Hai preso la bici e te ne sei andata, e io ho pensato “Adesso chi mi preparerà la spremuta al mattino?”. Poi ho pensato alla tua carezza fresca che mi aveva risparmiato il rumore della sveglia, ogni giorno per tutta la vita fino a lì.
Se dovessi parlare di te partirei dalle mani, le conosco a memoria, ne conosco la forma, la misura e il tocco. Sapevano di candeggina perché non usavi i guanti per pulire il bagno, di limone quando cercavi di mandare via l’odore del pesce dopo mangiato. Erano sempre fredde perché sei freddolosa, avevano i segni rossi delle scottature nel forno perché non stai mai attenta.
Mettevi lo smalto rosa perla sulle unghie, era l’unico colore che compravi e ne conservavi una boccetta piena nella casa al mare. Ne ho trovata una l’altro giorno in fondo all’armadietto. Ormai era secco, ma era il tuo.

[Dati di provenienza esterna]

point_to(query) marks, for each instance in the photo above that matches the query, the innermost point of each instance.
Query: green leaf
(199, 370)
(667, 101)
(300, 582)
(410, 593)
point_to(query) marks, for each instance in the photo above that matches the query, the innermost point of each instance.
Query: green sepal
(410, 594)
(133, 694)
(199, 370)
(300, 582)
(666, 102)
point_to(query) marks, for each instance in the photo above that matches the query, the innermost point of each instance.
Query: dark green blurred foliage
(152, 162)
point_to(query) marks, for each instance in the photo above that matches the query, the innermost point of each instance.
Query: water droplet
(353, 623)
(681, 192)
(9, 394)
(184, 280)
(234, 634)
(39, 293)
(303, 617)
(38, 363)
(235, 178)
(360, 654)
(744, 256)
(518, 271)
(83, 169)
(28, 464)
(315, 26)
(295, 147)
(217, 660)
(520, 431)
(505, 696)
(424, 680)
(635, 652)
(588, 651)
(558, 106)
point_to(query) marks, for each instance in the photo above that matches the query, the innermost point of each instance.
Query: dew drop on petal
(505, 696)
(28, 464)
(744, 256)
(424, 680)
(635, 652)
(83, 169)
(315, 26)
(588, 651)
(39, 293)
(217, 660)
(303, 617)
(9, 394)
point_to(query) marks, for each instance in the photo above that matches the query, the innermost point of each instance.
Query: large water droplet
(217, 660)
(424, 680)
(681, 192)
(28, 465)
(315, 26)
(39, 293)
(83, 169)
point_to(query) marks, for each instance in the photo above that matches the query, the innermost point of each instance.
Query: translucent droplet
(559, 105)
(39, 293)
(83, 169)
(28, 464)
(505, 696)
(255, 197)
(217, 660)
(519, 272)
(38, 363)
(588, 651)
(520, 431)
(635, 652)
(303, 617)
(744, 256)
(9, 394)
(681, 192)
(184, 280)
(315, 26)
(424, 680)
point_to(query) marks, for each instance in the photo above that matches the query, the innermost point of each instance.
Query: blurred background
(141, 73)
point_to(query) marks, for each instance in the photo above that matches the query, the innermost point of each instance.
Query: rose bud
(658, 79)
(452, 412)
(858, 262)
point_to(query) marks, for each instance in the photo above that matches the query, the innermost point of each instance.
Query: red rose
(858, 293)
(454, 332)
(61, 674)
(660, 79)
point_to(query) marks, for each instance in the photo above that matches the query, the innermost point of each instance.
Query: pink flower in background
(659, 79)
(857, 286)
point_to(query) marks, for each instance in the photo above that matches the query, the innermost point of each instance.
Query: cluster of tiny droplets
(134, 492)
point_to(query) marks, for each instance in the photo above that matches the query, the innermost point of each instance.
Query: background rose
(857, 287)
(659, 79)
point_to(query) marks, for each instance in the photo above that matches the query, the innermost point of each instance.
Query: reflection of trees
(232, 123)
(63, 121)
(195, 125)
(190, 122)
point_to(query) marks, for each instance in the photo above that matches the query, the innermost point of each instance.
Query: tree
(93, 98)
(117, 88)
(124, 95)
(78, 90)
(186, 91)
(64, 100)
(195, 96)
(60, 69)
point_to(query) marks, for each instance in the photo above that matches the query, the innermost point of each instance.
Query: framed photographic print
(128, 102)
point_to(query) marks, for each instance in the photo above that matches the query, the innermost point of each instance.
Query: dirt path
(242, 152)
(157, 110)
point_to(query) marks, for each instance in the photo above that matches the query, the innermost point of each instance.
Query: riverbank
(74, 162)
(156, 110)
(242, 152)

Conosco a memoria la tua calligrafia perché scrivevi tutto: le ricette, i biglietti di auguri, i promemoria per me che “ho la testa tra le nuvole”, mi dicevi. Appunti di una vita intera. Non so se adesso lo fai ancora, ma scommetto di sì.
Le tue mani mi hanno insegnato ad allacciarmi le scarpe, a pettinarmi, a scrivere, a tirarmi su le calze, a mettere il mascara, a rompere le uova. Ma prima di tutto e più di tutto, mi hanno insegnato la quantità di amore che sta dentro una carezza.